Responsabile: Dott. Daniele Rolle

A cosa serve e come si svolge una visita oculistica

A cosa serve e come si svolge una visita oculistica

 

A che cosa serve e quando effettuare una visita oculistica

Lo scopo di una visita oculistica è quello di valutare le condizioni di salute degli occhi e dunque di escludere oppure diagnosticare –e possibilmente curare- una patologia che possa coinvolgerli.

Se la malattia è già accertata, la visita serve a monitorarne l’evoluzione. In questa caso, i controlli avvengono con una periodicità prestabilita in accordo con lo specialista.

Altrimenti è bene sottoporvisi tutte le volte che si avvertono disturbi quali:

  • abbassamento dell’acuità visiva,
  • annebbiamento della vista,
  • cambiamento nella percezione dei colori,
  • comparsa nel campo visivo di puntini oscuri, macchie colorate, aureole, aloni

e, ancora, se parte della vista risulta oscurata, oppure se l’occhio ha subito un trauma o una lesione in seguito a incidente.

Poiché molte malattie oculari sono asintomatiche, è consigliabile eseguire comunque esami periodici, a maggior ragione se i familiari sono soggetti a patologie, e soprattutto sopra i 40 anni di età.

Altrettanto raccomandate sono le visite preventive per i bambini (la prima a 6 mesi), perché un problema della vista può determinare ritardi nello sviluppo.

Una visita oculistica infine può essere utile anche a diagnosticare altre malattie come patologie del sistema nervoso, o cosiddette sistemiche, come il diabete o le forme reumatiche.

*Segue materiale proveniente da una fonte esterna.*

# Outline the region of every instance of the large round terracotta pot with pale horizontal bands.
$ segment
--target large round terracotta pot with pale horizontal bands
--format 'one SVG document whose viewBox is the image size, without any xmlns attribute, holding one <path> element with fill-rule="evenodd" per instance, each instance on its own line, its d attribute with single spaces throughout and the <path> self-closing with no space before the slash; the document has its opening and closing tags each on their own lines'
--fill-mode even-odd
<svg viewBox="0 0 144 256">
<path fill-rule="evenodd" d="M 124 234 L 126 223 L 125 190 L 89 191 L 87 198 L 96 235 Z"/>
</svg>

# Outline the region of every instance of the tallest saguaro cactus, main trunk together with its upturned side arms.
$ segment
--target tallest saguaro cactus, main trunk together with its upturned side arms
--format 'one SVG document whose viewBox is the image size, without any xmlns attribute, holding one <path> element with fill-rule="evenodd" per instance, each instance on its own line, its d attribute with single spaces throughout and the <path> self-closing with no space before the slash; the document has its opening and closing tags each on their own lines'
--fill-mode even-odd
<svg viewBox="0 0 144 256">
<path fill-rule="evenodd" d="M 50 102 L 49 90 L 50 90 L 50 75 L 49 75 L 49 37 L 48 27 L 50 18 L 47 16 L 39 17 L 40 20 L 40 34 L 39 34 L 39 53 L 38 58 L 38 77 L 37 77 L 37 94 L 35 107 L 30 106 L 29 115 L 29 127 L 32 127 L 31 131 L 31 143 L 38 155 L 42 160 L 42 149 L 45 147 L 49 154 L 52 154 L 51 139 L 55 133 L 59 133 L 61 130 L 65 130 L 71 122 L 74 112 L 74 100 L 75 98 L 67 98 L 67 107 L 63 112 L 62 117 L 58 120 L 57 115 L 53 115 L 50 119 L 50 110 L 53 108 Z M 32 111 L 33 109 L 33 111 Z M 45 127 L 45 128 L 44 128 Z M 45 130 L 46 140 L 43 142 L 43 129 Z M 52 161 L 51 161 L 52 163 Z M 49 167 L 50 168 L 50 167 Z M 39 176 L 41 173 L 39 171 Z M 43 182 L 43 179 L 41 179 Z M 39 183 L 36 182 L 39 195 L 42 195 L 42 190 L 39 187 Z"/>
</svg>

Come si svolge la visita oculistica: l’anamnesi, innanzitutto

Nella prima parte della visita, il medico specialista pone al paziente una serie di domande per ricostruirne la storia clinica e familiare: è la cosiddetta anamnesi.

Come per ogni disturbo alla nostra salute, è importante mettere a fuoco stili di vita e alimentazione, tipologia di lavoro, attività fisica e sedentarietà, vizio del fumo, assunzione di alcolici, stupefacenti o farmaci, eventuali malattie, patologie oculari in famiglia.

La visita all’occhio esterno e interno

Il controllo vero e proprio dell’organo della vista comincia con un esame di tutte le sue componenti esterne, cioè con una valutazione delle palpebre, del tessuto che le circonda e dello spazio interpalpebrale, poi delle ciglia, della congiuntiva, della sclera, della cornea e dell’iride.

In seguito si procede con una serie di test per determinare il livello di acuità visiva, la funzionalità della pupilla, la motilità dei muscoli esterni dell’occhio.

visita oculistica

L’acuità visiva e la tabella di Snellen

Più è piccolo o lontano un oggetto, più è difficile per l’occhio distinguerlo. Si chiama “acuità visiva” la capacità dell’occhio di mettere a fuoco oggetti nel proprio campo visivo, cioè nell’estensione di spazio che l’occhio può percepire quando è a riposo.

L’acuità può essere misurata in base alla distanza da un oggetto, per esempio usando una tabella luminosa: la più comune è la tabella di Snellen, che è costituita da lettere ad alto contrasto decrescenti, disposte su varie righe. La riga più bassa che una persona messa a una certa distanza dalla tabella riesce a leggere corrisponde al suo livello di acuità visiva. Questo test può rivelare numerosi problemi della vista, come la miopia.